Philippe Lançon, Libération, 30/11/2014

« (…)la formation musicale égrène des respirations qui répondent au texte, lui donnent sa vie sonore, remplacent les mots devenus parfois inutiles. Les déchaînements et les moderatos de Di Tanna sont le battement cardiaque de la soirée. (…)Quant à André Dussollier, il occupe le grand plateau en loup de mer de l’imaginaire. On connaît sa classe et son charme. Là, il respire le plaisir de conter cette merveilleuse extravagance. (…) Il célèbre à la fois un personnage et un art de vivre.
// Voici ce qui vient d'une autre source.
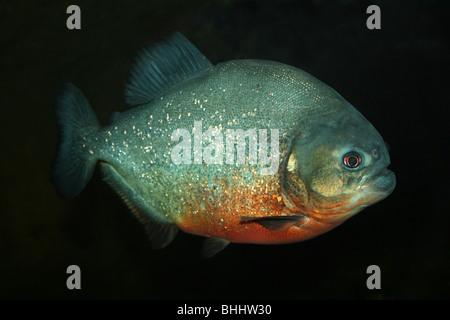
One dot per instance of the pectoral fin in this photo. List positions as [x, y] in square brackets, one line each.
[160, 232]
[211, 246]
[276, 223]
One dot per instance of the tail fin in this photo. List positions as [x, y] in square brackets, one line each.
[73, 166]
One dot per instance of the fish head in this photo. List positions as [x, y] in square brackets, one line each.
[336, 166]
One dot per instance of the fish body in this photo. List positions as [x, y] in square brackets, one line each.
[247, 151]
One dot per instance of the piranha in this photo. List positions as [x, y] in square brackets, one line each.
[167, 159]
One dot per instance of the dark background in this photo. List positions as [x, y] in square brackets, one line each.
[397, 77]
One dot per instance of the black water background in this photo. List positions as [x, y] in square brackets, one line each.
[397, 77]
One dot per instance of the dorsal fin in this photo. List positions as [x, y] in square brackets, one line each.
[161, 66]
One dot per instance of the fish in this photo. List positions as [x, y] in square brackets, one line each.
[192, 152]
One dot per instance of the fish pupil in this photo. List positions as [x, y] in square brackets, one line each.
[352, 160]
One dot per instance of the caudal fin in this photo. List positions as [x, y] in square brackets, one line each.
[73, 165]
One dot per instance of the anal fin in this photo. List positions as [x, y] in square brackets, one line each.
[213, 245]
[276, 223]
[160, 232]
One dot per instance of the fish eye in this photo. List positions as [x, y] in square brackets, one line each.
[352, 159]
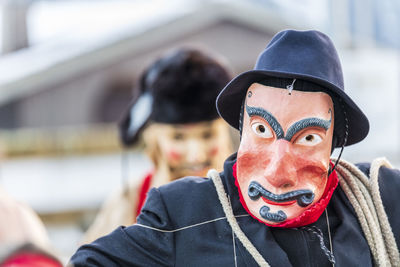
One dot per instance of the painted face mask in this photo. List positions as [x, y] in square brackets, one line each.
[283, 157]
[190, 149]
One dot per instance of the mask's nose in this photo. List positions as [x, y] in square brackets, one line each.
[280, 171]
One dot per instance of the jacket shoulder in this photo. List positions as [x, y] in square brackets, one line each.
[187, 201]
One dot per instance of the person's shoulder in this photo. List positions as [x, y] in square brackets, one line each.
[189, 189]
[185, 201]
[187, 183]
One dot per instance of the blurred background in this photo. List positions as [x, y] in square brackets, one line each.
[67, 70]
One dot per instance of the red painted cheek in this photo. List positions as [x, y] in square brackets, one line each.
[214, 151]
[174, 155]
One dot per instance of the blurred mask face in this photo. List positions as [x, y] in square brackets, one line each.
[191, 149]
[283, 158]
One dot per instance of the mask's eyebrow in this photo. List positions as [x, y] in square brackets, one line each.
[272, 121]
[308, 122]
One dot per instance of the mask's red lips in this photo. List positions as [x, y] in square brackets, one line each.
[287, 203]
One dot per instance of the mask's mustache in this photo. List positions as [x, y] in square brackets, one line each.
[304, 197]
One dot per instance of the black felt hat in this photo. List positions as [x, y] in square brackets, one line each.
[304, 55]
[179, 88]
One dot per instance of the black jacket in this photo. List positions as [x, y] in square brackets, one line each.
[183, 224]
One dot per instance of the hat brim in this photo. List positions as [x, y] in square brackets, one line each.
[230, 99]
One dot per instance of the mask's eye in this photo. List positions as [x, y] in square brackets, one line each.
[261, 130]
[309, 140]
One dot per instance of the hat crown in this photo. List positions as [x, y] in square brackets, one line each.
[306, 53]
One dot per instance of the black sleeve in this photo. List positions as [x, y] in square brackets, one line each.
[134, 245]
[389, 186]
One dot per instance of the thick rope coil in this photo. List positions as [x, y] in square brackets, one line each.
[364, 195]
[213, 174]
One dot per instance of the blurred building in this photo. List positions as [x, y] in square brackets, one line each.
[68, 70]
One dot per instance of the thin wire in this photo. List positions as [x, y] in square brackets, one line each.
[233, 241]
[329, 233]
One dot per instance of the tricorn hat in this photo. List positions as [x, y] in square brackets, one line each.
[179, 88]
[303, 55]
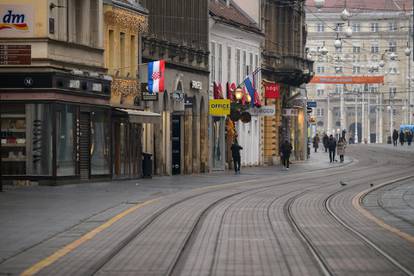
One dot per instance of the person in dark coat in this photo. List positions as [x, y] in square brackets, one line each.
[316, 141]
[285, 151]
[325, 141]
[409, 137]
[332, 148]
[235, 153]
[402, 138]
[395, 137]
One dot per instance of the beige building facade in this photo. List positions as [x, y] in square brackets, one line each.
[377, 47]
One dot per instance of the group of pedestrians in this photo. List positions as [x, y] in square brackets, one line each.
[402, 137]
[332, 145]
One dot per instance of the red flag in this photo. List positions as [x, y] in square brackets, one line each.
[272, 91]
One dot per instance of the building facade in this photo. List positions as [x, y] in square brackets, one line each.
[124, 23]
[284, 62]
[381, 33]
[235, 52]
[179, 36]
[55, 96]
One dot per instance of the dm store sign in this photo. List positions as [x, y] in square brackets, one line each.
[16, 20]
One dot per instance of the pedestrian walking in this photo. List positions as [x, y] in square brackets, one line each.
[409, 137]
[402, 138]
[325, 141]
[395, 137]
[235, 153]
[340, 148]
[285, 151]
[332, 148]
[316, 141]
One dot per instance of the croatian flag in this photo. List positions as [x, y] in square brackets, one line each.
[156, 76]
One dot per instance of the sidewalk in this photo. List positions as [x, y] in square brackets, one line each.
[30, 215]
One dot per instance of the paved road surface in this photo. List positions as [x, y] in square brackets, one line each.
[266, 221]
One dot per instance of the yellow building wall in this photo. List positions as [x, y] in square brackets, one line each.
[121, 58]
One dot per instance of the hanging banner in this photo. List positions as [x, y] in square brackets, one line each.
[268, 110]
[219, 107]
[347, 80]
[272, 91]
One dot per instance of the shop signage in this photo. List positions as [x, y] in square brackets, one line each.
[219, 107]
[16, 20]
[272, 91]
[188, 101]
[15, 54]
[288, 112]
[145, 95]
[197, 85]
[269, 110]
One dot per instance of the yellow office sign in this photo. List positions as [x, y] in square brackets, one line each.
[219, 107]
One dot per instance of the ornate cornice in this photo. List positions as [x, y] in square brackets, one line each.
[125, 87]
[127, 20]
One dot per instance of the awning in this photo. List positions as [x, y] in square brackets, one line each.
[140, 116]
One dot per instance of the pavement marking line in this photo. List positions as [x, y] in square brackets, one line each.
[75, 244]
[357, 203]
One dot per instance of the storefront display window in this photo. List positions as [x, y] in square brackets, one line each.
[65, 140]
[26, 139]
[100, 143]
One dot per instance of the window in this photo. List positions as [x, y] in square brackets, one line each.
[320, 69]
[65, 140]
[229, 64]
[339, 88]
[393, 91]
[392, 46]
[356, 27]
[220, 63]
[320, 92]
[356, 49]
[392, 26]
[213, 61]
[374, 27]
[374, 48]
[100, 137]
[320, 27]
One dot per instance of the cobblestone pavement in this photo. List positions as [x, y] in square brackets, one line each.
[266, 221]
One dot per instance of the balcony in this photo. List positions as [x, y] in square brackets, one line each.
[289, 69]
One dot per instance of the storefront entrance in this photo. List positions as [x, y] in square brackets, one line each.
[84, 145]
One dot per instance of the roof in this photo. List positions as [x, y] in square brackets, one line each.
[365, 5]
[233, 15]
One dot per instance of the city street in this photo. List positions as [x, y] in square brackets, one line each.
[317, 218]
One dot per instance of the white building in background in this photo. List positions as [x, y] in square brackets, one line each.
[235, 40]
[380, 33]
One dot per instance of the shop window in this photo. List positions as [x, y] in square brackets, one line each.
[26, 139]
[100, 138]
[65, 140]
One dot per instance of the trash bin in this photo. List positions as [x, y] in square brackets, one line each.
[389, 140]
[147, 165]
Sa voix, (…) est à la fois caresse et douce ironie. (…) L’acteur est là dans sa plus belle réception : il nous reçoit avec ce qu’il a de plus cher et fait briller de tous ses éclats ce texte (…) »
Gilles Costaz, Le point, 29/11/2014
« À son élégance naturelle, André Dussollier ajoute une gouaille énergique pour dépeindre l’univers du paquebot (…) Au piano, Elio Di Tanna, avec sa silhouette gracile et son talent, donne vie et mélodies à Novecento, tandis qu’André Dussollier devient tour à tour trompettiste, capitaine ou passager qui le premier voit l’Amérique. Le spectateur est tant et si bien embarqué sur le navire que c’est avec regret et non sans mélancolie qu’il en descend. »
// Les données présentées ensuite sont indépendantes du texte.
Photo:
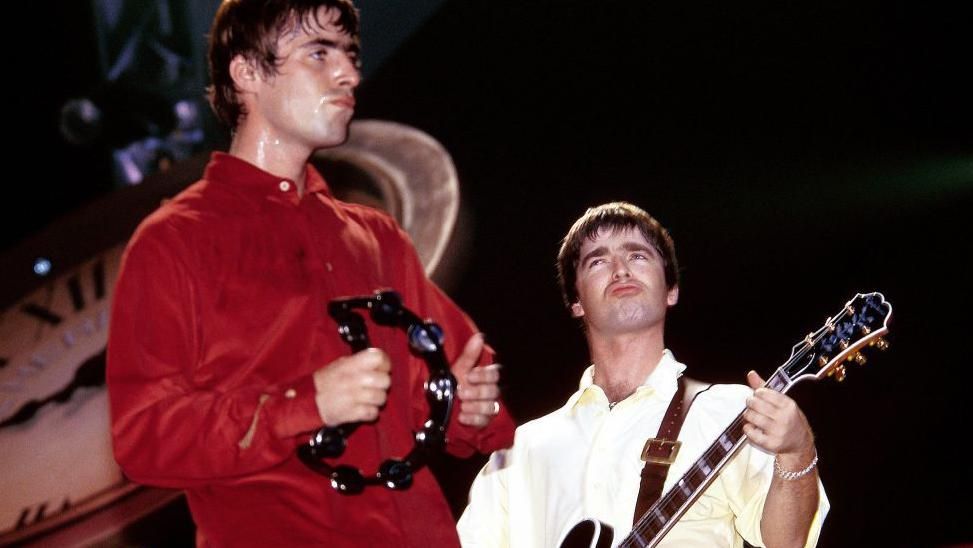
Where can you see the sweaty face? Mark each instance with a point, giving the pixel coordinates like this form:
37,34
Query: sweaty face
310,101
621,284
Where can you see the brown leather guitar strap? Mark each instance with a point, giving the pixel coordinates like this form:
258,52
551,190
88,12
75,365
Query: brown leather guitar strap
659,452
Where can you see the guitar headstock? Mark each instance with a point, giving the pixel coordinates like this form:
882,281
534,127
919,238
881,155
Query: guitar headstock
860,324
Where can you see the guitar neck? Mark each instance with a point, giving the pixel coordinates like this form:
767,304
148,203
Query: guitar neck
658,519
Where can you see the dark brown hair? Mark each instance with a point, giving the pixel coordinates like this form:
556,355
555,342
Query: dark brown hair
612,216
251,28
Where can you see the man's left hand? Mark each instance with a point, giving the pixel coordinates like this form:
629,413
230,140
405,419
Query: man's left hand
478,391
775,422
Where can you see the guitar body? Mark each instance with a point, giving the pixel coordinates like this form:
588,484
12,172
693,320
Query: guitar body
860,324
589,533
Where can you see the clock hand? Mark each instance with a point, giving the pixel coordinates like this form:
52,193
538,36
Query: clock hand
90,373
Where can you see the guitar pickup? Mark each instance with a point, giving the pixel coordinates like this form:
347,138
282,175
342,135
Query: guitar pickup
659,451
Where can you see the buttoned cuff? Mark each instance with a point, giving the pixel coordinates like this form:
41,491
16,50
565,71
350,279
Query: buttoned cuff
292,409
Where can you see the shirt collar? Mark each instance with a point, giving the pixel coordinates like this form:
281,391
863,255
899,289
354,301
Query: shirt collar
250,179
661,381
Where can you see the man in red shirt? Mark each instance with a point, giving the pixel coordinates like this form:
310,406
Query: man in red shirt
222,358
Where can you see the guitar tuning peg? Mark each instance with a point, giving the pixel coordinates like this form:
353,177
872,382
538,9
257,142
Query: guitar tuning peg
839,373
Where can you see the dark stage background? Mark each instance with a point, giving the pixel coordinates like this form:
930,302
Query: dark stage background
799,153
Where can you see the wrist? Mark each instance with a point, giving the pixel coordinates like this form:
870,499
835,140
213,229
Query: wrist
791,472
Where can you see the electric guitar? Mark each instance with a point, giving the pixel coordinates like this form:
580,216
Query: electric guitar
823,353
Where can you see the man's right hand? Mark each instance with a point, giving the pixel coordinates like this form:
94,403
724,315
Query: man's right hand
353,388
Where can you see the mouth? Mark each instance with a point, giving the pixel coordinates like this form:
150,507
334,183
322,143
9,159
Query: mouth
344,101
619,289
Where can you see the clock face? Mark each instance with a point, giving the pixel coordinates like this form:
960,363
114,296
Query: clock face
55,446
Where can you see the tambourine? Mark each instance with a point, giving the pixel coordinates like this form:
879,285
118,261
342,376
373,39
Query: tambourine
425,340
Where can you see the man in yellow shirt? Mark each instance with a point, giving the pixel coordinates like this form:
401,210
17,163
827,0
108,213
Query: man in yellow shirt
619,275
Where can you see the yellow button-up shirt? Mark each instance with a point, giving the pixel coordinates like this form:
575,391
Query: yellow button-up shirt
582,461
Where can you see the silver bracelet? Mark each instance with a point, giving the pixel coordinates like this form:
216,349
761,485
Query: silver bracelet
791,476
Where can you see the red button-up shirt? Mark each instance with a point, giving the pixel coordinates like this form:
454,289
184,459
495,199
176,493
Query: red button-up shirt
218,322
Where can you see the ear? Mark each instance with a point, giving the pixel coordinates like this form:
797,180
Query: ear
672,297
244,73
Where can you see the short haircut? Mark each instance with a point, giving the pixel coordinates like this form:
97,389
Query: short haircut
612,216
251,28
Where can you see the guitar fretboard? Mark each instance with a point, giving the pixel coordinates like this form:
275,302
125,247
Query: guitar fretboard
671,506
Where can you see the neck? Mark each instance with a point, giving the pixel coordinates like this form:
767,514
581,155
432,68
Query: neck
270,153
623,362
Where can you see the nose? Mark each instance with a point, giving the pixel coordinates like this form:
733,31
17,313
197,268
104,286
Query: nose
620,269
346,73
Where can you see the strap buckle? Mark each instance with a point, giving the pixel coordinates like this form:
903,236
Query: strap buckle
672,447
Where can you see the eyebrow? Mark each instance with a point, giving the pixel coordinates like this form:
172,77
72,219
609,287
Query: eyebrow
627,246
350,47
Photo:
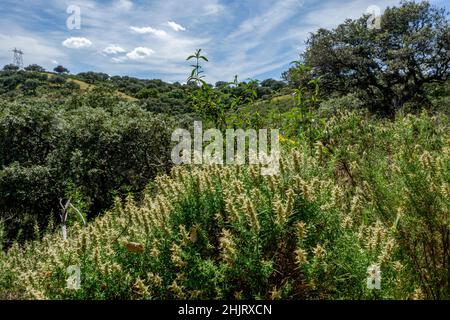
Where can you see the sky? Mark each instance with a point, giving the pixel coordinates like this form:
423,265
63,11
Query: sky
151,39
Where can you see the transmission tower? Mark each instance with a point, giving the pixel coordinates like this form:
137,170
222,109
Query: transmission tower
18,59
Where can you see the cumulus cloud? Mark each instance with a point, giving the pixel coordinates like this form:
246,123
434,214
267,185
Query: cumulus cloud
175,26
113,49
77,43
143,30
139,53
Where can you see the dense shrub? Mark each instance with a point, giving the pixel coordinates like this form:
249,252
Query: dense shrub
371,193
100,144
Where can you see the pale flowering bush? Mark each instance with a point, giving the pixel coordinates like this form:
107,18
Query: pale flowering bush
368,194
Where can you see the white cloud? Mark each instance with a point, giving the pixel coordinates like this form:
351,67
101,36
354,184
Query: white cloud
143,30
175,26
139,53
77,43
123,5
113,49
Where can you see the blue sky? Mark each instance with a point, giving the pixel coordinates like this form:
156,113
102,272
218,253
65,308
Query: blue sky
151,39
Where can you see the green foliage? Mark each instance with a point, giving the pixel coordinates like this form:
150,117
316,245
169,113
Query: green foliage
34,68
94,141
387,67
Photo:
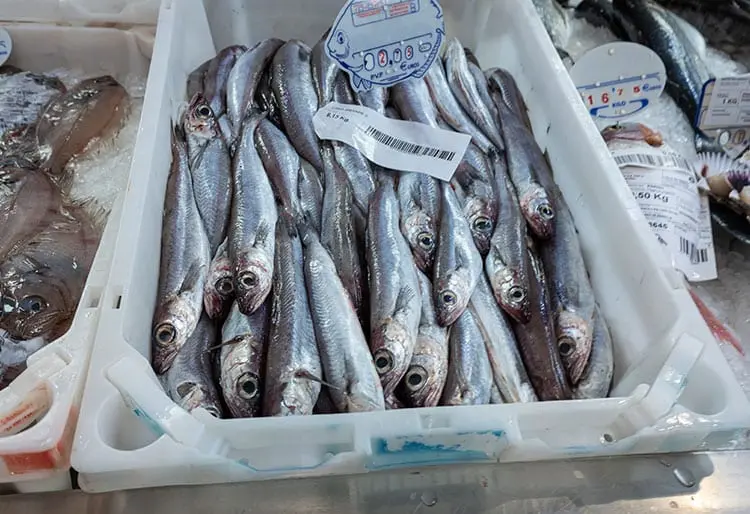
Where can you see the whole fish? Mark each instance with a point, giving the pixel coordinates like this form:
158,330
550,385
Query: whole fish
218,292
28,201
294,366
310,194
216,78
210,168
413,101
252,222
457,262
503,87
23,96
185,258
189,380
449,108
337,229
91,110
242,361
507,264
425,378
395,305
42,281
572,297
469,380
293,87
474,185
507,365
525,163
419,202
324,71
282,165
376,98
244,78
597,376
538,343
348,366
465,90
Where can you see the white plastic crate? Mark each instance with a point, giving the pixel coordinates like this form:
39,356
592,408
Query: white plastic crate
673,390
50,390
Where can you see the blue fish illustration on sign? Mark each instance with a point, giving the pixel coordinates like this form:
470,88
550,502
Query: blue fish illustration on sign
383,42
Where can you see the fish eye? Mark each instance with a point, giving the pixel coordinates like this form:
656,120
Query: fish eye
224,286
248,386
517,293
248,279
482,224
383,361
165,333
545,210
416,378
566,347
448,297
426,241
32,304
204,111
184,389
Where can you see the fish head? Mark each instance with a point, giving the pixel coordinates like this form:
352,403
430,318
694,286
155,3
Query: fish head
421,233
218,292
174,321
192,395
38,306
338,44
253,274
481,215
452,295
200,120
538,211
391,352
574,341
425,377
511,290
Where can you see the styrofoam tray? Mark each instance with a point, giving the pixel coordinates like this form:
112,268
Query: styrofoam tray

Corinne Renou-Nativel , La croix, 1/12/2014

« Pas une note en trop, pas un mot qui sonne faux. La performance d’André Dussollier dans le monologue « Novecento », au Théâtre du Rond-Point, confirme à quel point l’acteur de 68 ans est un virtuose. (…)Une totale réussite, du décor très évocateur des croisières de l’époque au swing des musiciens, à la fois discrets et puissants, sans oublier le jeu enthousiaste de Dussollier lui-même. (…)D’une énergie et d’une générosité impressionnantes, André Dussollier prend visiblement un plaisir fou à incarner ce texte qu’on croirait composé pour lui. Il nous offre un voyage d’une heure vingt qui nous fait faire le tour du monde et ne nous laisse jamais à quai. Une symphonie à lui tout seul. »
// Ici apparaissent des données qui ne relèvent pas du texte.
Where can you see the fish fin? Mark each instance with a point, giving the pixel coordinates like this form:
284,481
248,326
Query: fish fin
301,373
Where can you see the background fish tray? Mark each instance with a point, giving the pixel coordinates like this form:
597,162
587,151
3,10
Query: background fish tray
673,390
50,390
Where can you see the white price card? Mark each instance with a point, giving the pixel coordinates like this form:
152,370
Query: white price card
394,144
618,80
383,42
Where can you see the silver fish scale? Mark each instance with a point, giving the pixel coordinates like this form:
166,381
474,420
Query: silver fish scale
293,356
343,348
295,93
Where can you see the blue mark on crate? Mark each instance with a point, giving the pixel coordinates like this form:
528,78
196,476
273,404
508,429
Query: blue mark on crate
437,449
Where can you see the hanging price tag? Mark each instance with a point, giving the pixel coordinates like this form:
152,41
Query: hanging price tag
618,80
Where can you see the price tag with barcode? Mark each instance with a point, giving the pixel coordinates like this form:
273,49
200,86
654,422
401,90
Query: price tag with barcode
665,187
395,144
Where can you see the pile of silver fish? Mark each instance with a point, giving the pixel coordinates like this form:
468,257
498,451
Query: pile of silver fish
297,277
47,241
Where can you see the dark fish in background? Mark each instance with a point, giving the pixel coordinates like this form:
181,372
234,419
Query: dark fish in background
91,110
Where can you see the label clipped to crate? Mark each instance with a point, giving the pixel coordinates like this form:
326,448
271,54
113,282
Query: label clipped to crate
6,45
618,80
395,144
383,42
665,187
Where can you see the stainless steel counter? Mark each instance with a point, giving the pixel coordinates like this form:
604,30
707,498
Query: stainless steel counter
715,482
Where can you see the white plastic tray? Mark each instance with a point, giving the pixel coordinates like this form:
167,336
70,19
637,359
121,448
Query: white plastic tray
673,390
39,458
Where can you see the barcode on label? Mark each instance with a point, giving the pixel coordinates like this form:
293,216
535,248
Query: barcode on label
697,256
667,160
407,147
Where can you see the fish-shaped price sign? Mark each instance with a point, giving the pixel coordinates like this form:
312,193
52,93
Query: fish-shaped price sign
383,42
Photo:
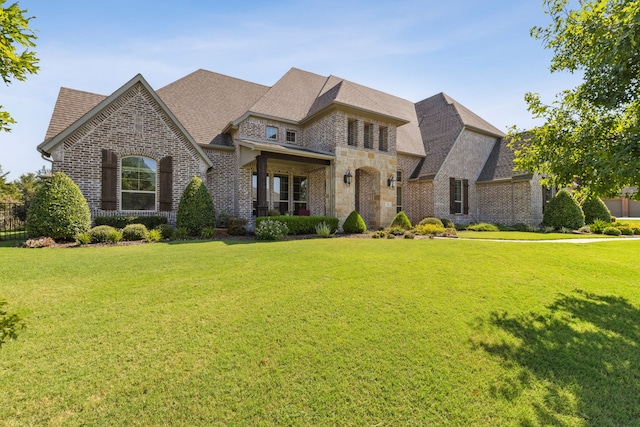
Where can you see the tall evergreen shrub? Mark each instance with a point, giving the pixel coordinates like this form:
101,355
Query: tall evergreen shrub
594,208
563,211
401,220
195,211
354,224
58,210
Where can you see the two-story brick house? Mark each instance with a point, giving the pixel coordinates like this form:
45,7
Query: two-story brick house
309,144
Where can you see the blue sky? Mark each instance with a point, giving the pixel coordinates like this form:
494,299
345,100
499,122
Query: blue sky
478,52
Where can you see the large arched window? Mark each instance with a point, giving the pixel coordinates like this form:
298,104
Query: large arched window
138,184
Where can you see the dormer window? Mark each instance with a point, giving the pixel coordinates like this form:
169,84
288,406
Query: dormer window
272,133
291,136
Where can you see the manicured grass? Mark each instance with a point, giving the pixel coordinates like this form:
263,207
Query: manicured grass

Thierry Dague, Le parisien, 23/11/2014

« Le spectacle met donc la musique naturellement en avant et la traite comme un personnage à part entière (…) nous saluons particulièrement le pianiste Elio Di Tanna et le trompettiste Sylvain Gontard – on entend également des musiques enregistrées, diffusées de manière efficace par rapport à la mise en scène. (…) Et ce, parfois accompagnés d’un effet d’ombre chinoise très cinématographique, ajoutant une touche de modernité à la façon des années vingt. »
Victoria Okada, Resmusica, 25/11/2014

«(…) Dussollier est un narrateur et un conteur de talent, élégant et délicieusement charmeur qui maîtrise l’art de captiver son auditoire. Nul besoin de beaucoup d’éléments scéniques ; un escalier de bateau (hautement symbolique), quelques projections en fond de scène pour l’ambiance et voilà qui suffit à nous embarquer dans un voyage inoubliable, mélancolique et joyeux. »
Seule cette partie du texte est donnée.